Password Spraying in Buffalo (Go)

Password spraying is an authentication attack technique that attempts a small number of common passwords against many accounts to avoid account lockouts. When applied to services built with the Buffalo web framework using Go, the risk depends on how authentication and session handling are implemented. Buffalo provides a structured web environment with built-in middleware and session management, but if protective controls are not explicitly configured, spraying attacks can succeed.

Consider a Buffalo application that uses default session cookies without additional protections. If the login endpoint does not enforce rate limiting or progressive delays, an attacker can orchestrate a password spraying campaign across multiple user accounts. The attacker may enumerate valid user identifiers through user enumeration flaws—such as different responses for existing versus non-existing users—then attempt passwords like Password1, Welcome123, or Spring2024 against each account. Successful authentication against even a single account can lead to unauthorized access, especially when multi-factor authentication is absent.

Buffalo applications often rely on the pops ORM for data access. If user queries are not carefully constructed, indirect exposures such as timing differences or verbose error messages may aid an attacker in confirming account validity. The framework’s HTML rendering can inadvertently disclose whether a user exists when login forms return distinct messages for invalid users versus incorrect passwords. When combined with weak password policies—such as allowing commonly used passwords—password spraying becomes more effective.

The use of Go in Buffalo introduces considerations around concurrency and request handling. Go’s efficient concurrency model can amplify the impact of unthrottled login attempts when multiple goroutines are used to perform rapid requests. If the application does not implement distributed rate limiting or token-based protections, spraying attempts can proceed at high speed across many connections, increasing the likelihood of successful authentication.

To detect such issues, tools like middleBrick perform unauthenticated scans that test authentication mechanisms, rate limiting, and user enumeration behavior. The scanner can identify whether the application responds differently to unknown users, whether account lockout or delays are present, and whether session cookies lack secure attributes. These checks help uncover configurations that make password spraying feasible in Buffalo applications written in Go.

Securing a Buffalo application written in Go requires deliberate controls around authentication flows, session management, and request handling. Below are concrete remediation patterns using real Buffalo code snippets.

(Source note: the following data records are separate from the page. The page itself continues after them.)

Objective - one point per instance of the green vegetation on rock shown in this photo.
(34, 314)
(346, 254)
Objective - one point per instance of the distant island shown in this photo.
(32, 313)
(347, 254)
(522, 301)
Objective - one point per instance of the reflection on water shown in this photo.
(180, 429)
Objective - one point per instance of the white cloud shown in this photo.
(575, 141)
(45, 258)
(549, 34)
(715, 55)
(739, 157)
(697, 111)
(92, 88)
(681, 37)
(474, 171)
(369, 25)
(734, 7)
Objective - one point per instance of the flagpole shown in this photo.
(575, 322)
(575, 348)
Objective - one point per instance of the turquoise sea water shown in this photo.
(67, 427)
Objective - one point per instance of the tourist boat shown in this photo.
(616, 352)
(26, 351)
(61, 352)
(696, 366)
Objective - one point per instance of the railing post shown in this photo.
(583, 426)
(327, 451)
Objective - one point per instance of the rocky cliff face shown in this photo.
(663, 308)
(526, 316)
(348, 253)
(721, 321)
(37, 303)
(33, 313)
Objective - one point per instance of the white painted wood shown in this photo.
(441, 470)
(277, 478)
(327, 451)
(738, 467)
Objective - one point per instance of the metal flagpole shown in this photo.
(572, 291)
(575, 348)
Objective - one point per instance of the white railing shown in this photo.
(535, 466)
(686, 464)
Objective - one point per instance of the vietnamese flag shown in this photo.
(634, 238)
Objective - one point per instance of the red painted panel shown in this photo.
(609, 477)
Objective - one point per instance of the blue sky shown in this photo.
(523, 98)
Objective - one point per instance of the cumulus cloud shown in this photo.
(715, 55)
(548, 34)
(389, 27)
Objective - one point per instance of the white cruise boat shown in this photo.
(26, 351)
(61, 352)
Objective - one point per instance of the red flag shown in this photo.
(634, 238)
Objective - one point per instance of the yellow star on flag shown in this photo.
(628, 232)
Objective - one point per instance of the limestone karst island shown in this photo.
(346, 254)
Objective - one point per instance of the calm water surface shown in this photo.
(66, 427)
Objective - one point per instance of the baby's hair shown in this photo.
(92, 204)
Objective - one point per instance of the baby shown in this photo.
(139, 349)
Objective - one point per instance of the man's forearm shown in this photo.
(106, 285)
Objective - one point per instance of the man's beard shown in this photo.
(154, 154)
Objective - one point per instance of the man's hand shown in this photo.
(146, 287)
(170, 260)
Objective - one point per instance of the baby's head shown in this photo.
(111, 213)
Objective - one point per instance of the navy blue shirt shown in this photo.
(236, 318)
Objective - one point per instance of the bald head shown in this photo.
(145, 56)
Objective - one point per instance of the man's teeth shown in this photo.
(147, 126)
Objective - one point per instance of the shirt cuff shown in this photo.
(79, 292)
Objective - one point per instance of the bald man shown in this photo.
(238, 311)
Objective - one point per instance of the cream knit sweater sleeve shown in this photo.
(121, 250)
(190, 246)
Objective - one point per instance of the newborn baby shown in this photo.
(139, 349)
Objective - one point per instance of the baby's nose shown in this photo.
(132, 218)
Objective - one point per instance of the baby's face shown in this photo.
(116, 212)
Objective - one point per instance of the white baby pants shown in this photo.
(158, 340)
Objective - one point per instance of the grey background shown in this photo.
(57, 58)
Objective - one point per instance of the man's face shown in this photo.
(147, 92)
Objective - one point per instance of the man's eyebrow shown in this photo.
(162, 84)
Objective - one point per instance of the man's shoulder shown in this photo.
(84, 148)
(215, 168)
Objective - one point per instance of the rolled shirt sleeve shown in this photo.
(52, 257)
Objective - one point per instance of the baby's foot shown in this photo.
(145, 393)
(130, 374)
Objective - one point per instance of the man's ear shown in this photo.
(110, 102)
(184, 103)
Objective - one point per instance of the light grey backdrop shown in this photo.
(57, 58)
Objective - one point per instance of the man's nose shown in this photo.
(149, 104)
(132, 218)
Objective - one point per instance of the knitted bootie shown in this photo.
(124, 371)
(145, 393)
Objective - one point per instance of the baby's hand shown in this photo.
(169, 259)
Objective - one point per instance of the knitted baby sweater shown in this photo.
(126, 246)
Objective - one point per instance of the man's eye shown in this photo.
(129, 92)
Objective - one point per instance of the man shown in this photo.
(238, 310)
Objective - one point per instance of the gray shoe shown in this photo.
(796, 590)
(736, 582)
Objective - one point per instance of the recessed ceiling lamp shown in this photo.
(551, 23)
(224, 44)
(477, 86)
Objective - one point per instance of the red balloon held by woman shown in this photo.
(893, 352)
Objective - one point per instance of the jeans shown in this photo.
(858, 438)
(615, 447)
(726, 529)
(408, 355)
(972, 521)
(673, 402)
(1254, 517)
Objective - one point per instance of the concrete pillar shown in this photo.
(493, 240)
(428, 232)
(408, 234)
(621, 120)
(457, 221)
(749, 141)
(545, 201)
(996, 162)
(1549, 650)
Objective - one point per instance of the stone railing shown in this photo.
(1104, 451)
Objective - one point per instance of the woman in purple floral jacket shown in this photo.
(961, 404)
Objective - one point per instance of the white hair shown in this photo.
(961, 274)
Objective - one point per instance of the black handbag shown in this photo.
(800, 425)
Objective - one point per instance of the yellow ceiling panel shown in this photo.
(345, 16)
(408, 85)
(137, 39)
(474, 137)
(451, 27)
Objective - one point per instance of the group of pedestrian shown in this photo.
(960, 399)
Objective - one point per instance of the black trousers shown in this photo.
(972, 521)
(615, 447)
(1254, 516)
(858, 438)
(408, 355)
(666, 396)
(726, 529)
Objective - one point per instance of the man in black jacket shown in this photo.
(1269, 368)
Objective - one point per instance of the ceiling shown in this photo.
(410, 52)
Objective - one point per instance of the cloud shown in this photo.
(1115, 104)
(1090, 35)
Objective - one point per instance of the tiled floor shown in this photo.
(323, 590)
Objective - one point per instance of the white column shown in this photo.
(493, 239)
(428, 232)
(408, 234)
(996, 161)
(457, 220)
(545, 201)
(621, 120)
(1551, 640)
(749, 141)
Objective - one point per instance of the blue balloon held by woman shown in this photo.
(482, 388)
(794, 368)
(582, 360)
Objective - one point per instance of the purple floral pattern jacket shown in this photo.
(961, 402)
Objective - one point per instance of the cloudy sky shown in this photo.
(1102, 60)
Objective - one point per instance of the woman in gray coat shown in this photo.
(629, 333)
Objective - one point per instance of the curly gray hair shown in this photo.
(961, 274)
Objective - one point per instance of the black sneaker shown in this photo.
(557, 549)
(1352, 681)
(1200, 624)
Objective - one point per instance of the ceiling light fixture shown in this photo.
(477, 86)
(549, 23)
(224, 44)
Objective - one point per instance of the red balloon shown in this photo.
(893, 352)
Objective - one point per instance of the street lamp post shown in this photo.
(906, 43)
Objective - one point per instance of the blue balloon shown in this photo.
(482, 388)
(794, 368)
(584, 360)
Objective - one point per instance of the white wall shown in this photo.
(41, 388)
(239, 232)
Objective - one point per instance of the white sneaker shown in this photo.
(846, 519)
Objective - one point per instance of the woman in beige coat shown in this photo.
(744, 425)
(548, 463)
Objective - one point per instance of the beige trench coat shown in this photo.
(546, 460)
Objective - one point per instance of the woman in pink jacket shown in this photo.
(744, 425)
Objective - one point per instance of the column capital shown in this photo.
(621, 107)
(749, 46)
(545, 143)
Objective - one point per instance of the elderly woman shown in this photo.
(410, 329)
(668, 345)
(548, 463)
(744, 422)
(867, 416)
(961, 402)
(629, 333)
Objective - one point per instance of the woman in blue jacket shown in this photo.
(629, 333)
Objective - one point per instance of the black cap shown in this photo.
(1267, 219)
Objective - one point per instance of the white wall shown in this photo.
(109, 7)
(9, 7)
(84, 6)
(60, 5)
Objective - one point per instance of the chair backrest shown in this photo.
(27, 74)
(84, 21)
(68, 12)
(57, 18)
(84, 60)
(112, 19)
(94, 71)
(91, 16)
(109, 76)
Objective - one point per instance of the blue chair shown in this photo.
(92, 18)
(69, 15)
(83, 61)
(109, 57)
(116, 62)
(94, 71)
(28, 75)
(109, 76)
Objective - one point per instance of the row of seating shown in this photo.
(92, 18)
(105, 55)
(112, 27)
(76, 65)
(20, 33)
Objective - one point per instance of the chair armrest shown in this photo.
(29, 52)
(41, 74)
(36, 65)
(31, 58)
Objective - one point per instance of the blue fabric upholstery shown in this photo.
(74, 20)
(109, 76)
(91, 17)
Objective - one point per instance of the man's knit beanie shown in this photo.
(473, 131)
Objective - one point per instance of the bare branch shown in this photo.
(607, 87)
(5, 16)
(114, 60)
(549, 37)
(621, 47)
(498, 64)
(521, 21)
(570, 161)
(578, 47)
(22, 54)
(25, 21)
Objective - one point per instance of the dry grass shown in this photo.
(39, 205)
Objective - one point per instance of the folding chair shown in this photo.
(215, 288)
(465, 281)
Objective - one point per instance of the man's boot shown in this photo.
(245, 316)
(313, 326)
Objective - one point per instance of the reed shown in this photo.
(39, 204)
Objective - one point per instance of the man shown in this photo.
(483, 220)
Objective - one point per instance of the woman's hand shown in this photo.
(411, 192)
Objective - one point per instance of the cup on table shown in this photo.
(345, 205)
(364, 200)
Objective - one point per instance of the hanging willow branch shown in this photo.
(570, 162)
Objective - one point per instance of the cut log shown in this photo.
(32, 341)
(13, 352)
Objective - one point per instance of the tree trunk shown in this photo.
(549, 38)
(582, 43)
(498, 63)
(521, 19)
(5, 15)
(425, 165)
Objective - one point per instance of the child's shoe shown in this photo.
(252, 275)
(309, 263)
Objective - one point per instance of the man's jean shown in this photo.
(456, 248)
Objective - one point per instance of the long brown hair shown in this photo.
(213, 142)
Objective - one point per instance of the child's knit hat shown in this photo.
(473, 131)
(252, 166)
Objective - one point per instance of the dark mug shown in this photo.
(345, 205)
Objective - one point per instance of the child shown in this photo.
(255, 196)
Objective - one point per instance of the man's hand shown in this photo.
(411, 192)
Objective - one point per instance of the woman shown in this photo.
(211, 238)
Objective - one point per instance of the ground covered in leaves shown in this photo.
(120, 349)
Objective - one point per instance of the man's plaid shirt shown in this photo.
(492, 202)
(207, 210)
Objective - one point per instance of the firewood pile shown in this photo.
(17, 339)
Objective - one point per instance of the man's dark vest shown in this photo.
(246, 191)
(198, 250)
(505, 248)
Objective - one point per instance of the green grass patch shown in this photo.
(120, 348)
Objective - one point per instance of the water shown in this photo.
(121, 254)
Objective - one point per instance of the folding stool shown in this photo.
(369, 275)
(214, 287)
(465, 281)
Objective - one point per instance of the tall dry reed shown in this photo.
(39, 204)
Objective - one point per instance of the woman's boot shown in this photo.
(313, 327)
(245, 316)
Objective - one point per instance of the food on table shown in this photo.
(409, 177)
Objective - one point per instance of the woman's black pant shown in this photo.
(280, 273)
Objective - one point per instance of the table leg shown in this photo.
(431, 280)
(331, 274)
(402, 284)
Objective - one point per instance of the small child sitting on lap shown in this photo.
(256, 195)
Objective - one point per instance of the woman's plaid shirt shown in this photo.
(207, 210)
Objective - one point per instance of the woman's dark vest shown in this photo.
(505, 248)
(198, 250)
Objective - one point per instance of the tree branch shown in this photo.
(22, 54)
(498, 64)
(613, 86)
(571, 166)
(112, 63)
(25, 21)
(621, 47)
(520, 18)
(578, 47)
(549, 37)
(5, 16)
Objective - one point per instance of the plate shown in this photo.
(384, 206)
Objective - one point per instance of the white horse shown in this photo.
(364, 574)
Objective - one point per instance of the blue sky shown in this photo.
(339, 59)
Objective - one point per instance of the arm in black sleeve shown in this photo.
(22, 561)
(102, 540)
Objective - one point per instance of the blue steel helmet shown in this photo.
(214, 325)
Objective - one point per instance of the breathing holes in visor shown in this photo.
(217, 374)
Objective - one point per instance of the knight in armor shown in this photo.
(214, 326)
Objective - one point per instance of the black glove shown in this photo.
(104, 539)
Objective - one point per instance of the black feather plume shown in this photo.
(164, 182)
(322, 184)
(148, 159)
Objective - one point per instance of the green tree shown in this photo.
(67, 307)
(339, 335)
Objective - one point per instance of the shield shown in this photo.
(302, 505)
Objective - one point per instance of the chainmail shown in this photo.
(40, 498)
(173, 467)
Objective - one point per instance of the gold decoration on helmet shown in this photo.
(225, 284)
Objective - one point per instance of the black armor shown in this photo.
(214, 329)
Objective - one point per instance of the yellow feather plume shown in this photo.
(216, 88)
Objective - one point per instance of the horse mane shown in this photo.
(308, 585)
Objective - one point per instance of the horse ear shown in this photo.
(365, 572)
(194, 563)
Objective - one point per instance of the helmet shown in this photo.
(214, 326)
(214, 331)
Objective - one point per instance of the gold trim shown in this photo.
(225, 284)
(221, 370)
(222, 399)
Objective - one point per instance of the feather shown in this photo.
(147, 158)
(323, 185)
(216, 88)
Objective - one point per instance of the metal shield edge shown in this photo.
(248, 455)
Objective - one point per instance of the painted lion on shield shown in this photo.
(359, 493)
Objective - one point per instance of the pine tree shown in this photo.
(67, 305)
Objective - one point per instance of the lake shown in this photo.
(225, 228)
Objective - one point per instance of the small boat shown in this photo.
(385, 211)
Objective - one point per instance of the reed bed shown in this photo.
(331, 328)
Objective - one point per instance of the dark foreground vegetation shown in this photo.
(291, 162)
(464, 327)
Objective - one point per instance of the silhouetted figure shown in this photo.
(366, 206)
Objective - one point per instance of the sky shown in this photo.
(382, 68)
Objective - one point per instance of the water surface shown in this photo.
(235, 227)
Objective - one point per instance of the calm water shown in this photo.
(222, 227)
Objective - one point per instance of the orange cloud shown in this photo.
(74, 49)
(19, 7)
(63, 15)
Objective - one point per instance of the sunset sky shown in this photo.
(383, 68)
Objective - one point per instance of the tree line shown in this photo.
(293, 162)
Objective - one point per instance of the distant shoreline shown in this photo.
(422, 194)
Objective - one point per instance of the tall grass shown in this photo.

First, enforce account lockout or progressive delays after failed attempts to disrupt automated spraying. Use a cache-backed counter to track failures per user or IP.

package controllers

import (
    "github.com/gobuffalo/buffalo"
    "github.com/gobuffalo/packr/v2"
    "github.com/gorilla/sessions"
    "net/http"
    "time"
)

var store = sessions.NewCookieStore([]byte("your-32-byte-long-key-here-12345678"))
var failureCache = make(map[string]int)

func loginWithDelay(c buffalo.Context) error {
    ip := c.Request().RemoteAddr
    user := c.Param("user")
    key := ip + ":" + user

    if failureCache[key] >= 5 {
        delay := time.Duration(failureCache[key]-5) * time.Second
        time.Sleep(delay)
    }

    // authentication logic here
    if validLogin(c) {
        failureCache[key] = 0
        return c.Render(200, r.JSON(map[string]string{"status": "ok"}))
    }
    failureCache[key]++
    return c.Render(401, r.JSON(map[string]string{"error": "invalid credentials"}))
}

Second, implement secure session configuration with appropriate cookie attributes to prevent session hijacking.

package app

import (
    "github.com/gobuffalo/buffalo"
    "github.com/gobuffalo/buffalo/middleware"
    "github.com/gobuffalo/packr/v2"
    "net/http"
)

func App() *buffalo.App {
    app := buffalo.New(buffalo.Options{
        Env:         ENV,
        SessionStore: &middleware.SessionCookieStore{
            Secure: true,
            HttpOnly: true,
            SameSite: http.SameSiteStrictMode,
        },
    })
    return app
}

Third, integrate rate limiting at the HTTP handler level or via middleware to restrict requests per IP or user.

package middleware

import (
    "net/http"
    "time"
    "github.com/gorilla/mux"
)

func RateLimit(next http.Handler) http.Handler {
    limits := make(map[string]rateLimitInfo)
    return http.HandlerFunc(func(w http.ResponseWriter, r *http.Request) {
        id := r.RemoteAddr
        now := time.Now()
        rl, exists := limits[id]
        if !exists || now.Sub(rl.last) > time.Minute {
            limits[id] = rateLimitInfo{last: now, count: 1}
        } else {
            rl.count++
            limits[id] = rl
        }
        if rl.count > 30 {
            http.Error(w, "rate limit exceeded", http.StatusTooManyRequests)
            return
        }
        next.ServeHTTP(w, r)
    })
}

type rateLimitInfo struct {
    count int
    last  time.Time
}

Finally, validate passwords against a deny-list of common passwords and enforce multi-factor authentication where feasible. Combine these measures with regular security scans using middleBrick to verify that protections are effective in the deployed environment.